He said the work could be complete by last night or today, though BP said the effort could continue through tomorrow, and engineers won’t know for more than a week if it choked the well for good.
The 122 crew members on the Q4000 were excited about being part of what could be the final resolution to a drama that started with the April 20 explosion on the offshore drilling rig Deepwater Horizon, Captain Keith Schultz said.
“I’m a mariner and we lost mariners out here,’’ said Schultz, who is on his second 28-day tour of duty since the spill started. “I’m very confident we’ll be able to kill this well. It’s been one magical time trying to get this thing plugged.’’
A 75-ton cap placed on the well in July has been keeping the oil bottled up over the past three weeks, but that is considered only a temporary measure. BP and the Coast Guard want to plug up the hole more securely with a column of heavy drilling mud and cement.
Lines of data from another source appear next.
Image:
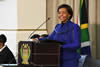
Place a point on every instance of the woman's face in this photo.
(63, 15)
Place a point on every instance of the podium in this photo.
(43, 54)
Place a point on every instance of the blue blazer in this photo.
(69, 33)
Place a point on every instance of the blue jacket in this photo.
(69, 33)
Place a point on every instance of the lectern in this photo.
(42, 54)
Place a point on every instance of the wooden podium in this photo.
(43, 54)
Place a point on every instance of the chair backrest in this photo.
(91, 62)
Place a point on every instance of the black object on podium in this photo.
(43, 54)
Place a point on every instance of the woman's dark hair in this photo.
(68, 8)
(3, 38)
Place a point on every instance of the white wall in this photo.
(8, 21)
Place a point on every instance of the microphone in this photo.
(39, 27)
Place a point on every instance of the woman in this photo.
(69, 33)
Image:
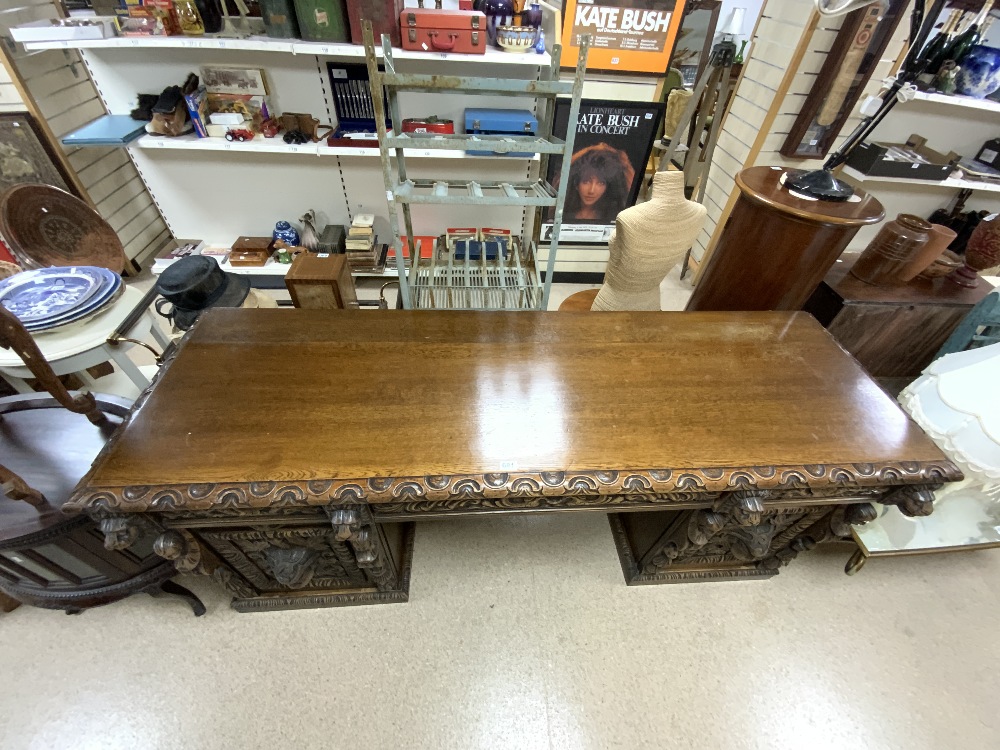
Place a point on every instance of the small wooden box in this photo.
(250, 251)
(320, 281)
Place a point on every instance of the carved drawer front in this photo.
(300, 558)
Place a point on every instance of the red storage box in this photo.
(431, 30)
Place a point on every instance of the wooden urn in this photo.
(776, 247)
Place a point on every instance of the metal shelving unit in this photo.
(443, 282)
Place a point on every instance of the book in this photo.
(197, 105)
(425, 245)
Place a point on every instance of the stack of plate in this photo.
(47, 298)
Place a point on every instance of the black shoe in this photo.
(144, 110)
(168, 101)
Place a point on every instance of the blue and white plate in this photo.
(110, 290)
(34, 296)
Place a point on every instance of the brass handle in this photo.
(115, 339)
(383, 303)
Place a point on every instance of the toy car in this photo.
(239, 134)
(270, 127)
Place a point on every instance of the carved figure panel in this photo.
(291, 558)
(738, 530)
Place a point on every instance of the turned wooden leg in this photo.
(856, 563)
(7, 603)
(17, 489)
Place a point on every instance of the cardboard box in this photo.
(990, 153)
(912, 160)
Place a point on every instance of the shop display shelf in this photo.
(497, 144)
(261, 145)
(513, 193)
(956, 100)
(273, 268)
(506, 283)
(435, 84)
(342, 51)
(951, 183)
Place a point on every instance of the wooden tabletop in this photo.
(319, 399)
(763, 185)
(937, 291)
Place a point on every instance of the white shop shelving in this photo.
(216, 190)
(340, 51)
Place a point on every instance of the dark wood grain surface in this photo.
(775, 248)
(893, 332)
(763, 185)
(937, 291)
(287, 395)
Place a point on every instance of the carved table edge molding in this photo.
(508, 491)
(278, 602)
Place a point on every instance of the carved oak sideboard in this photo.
(287, 453)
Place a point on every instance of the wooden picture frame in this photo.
(847, 69)
(26, 156)
(620, 41)
(707, 11)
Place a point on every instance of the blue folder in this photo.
(110, 130)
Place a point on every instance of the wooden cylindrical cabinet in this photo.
(776, 248)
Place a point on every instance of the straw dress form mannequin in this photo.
(649, 240)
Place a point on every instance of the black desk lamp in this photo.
(820, 183)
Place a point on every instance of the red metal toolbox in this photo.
(432, 30)
(431, 124)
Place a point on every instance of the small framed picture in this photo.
(611, 147)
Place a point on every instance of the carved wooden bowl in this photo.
(45, 226)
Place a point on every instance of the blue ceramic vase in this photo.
(498, 13)
(286, 233)
(980, 72)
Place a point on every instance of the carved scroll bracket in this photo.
(738, 515)
(836, 526)
(913, 499)
(355, 525)
(121, 531)
(181, 548)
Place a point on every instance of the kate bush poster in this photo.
(634, 36)
(613, 142)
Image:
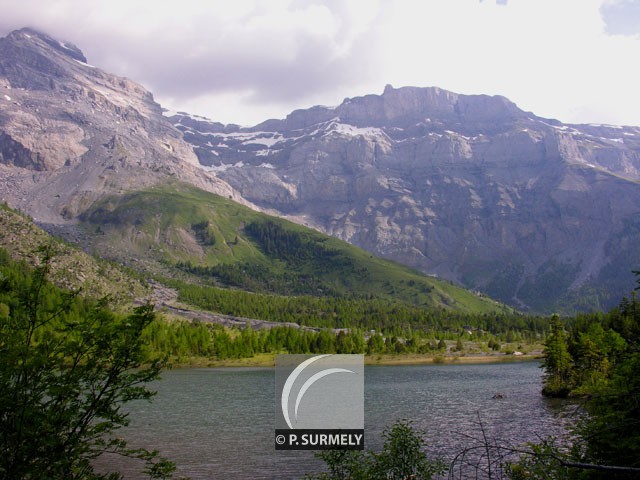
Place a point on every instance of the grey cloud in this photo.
(622, 17)
(206, 56)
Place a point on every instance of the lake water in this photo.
(218, 423)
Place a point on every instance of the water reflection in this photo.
(218, 423)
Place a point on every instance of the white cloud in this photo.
(244, 61)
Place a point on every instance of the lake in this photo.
(218, 423)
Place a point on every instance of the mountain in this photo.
(90, 157)
(71, 268)
(71, 133)
(539, 214)
(176, 230)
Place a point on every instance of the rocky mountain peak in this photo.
(34, 36)
(70, 132)
(469, 187)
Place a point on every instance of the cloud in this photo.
(622, 17)
(248, 60)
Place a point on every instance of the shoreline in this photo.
(268, 360)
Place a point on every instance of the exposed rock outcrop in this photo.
(70, 133)
(536, 213)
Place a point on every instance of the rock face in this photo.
(70, 133)
(541, 215)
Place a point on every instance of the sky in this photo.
(245, 61)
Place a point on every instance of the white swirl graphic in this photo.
(288, 385)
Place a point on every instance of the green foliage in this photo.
(176, 229)
(341, 312)
(598, 359)
(558, 363)
(67, 366)
(401, 457)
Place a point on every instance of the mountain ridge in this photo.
(71, 132)
(469, 187)
(536, 213)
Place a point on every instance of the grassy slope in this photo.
(154, 230)
(72, 268)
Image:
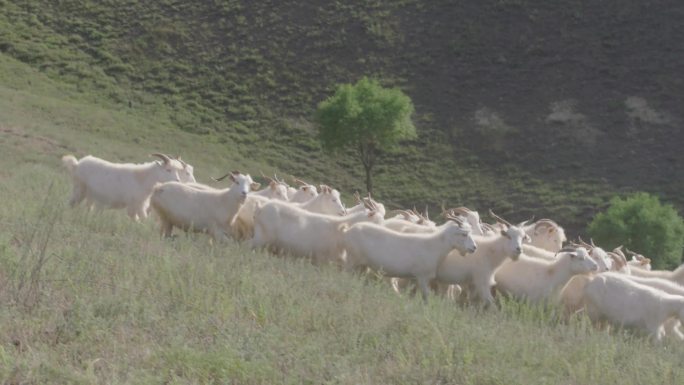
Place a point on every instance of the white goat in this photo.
(200, 210)
(538, 279)
(476, 273)
(119, 185)
(473, 217)
(327, 202)
(546, 234)
(616, 298)
(304, 193)
(676, 275)
(287, 228)
(402, 255)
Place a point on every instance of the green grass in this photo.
(88, 298)
(246, 78)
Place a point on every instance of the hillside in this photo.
(528, 107)
(94, 298)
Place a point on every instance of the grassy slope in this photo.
(99, 299)
(248, 76)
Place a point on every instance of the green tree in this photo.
(643, 224)
(367, 117)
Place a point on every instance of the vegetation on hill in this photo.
(95, 298)
(528, 107)
(99, 299)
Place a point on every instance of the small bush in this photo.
(643, 224)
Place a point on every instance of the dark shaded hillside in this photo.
(526, 106)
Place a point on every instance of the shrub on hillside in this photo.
(642, 224)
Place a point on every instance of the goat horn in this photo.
(267, 177)
(456, 219)
(163, 157)
(545, 222)
(224, 177)
(300, 182)
(357, 197)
The static kill involves slowly pumping mud down lines running from a ship to the top of the ruptured well a mile below. BP said that may be enough by itself to seal the well.
But retired Coast Guard Admiral Thad Allen, the government’s point man for the spill, made it clear that to be safe, the gusher will have to be plugged from two directions.
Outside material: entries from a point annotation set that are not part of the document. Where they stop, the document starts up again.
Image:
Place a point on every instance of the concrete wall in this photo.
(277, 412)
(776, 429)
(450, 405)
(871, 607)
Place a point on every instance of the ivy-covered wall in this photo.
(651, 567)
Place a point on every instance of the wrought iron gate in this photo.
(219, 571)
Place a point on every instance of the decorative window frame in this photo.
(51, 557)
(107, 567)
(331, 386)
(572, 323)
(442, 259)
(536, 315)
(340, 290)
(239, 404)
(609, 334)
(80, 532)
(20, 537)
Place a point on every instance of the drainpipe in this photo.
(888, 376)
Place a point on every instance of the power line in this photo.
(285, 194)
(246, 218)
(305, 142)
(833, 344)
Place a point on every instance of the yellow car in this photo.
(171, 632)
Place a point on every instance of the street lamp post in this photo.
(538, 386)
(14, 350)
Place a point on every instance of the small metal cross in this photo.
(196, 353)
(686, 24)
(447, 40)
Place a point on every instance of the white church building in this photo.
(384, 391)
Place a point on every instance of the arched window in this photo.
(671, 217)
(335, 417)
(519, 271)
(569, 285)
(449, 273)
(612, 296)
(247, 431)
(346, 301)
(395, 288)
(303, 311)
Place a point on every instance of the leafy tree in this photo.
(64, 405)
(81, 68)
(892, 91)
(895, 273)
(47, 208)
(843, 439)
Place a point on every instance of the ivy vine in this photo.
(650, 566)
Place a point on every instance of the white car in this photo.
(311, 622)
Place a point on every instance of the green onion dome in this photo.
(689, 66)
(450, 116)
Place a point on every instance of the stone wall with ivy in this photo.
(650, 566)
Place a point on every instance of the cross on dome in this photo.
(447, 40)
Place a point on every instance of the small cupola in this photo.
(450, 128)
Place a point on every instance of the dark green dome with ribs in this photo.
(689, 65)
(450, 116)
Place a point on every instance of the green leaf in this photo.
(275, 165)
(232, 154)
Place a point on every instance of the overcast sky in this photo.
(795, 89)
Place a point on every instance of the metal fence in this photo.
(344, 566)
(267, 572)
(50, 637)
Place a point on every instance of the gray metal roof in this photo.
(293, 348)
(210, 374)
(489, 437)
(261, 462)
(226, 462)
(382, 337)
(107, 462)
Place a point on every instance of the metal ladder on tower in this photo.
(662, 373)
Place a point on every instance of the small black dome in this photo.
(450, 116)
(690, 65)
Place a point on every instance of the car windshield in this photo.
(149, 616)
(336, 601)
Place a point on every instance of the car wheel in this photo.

He said the 18,000-foot relief well that BP has been drilling over the past three months will be used later this month to execute a bottom kill, in which mud and cement will be injected into the bedrock 2 1/2 miles below the sea floor.
“There should be no ambiguity about that,’’ Allen said. “I’m the national incident commander and this is how this will be handled.’’
Over the past few months, with each failed attempt to stop the leak, the American public has learned some of the oil industry’s lingo, including top kill, which is similar to the static kill, top hat, and junk shot, an attempt to clog up the well with golf balls and rubber scraps.
Before the cap was lowered onto the well, an estimated 172 million gallons of crude flowed into the sea, unleashed by the April 20 explosion aboard the Deepwater Horizon that killed 11 workers.
BP won’t know for certain whether the static kill has succeeded until engineers can use the soon-to-be-completed relief well to check their work.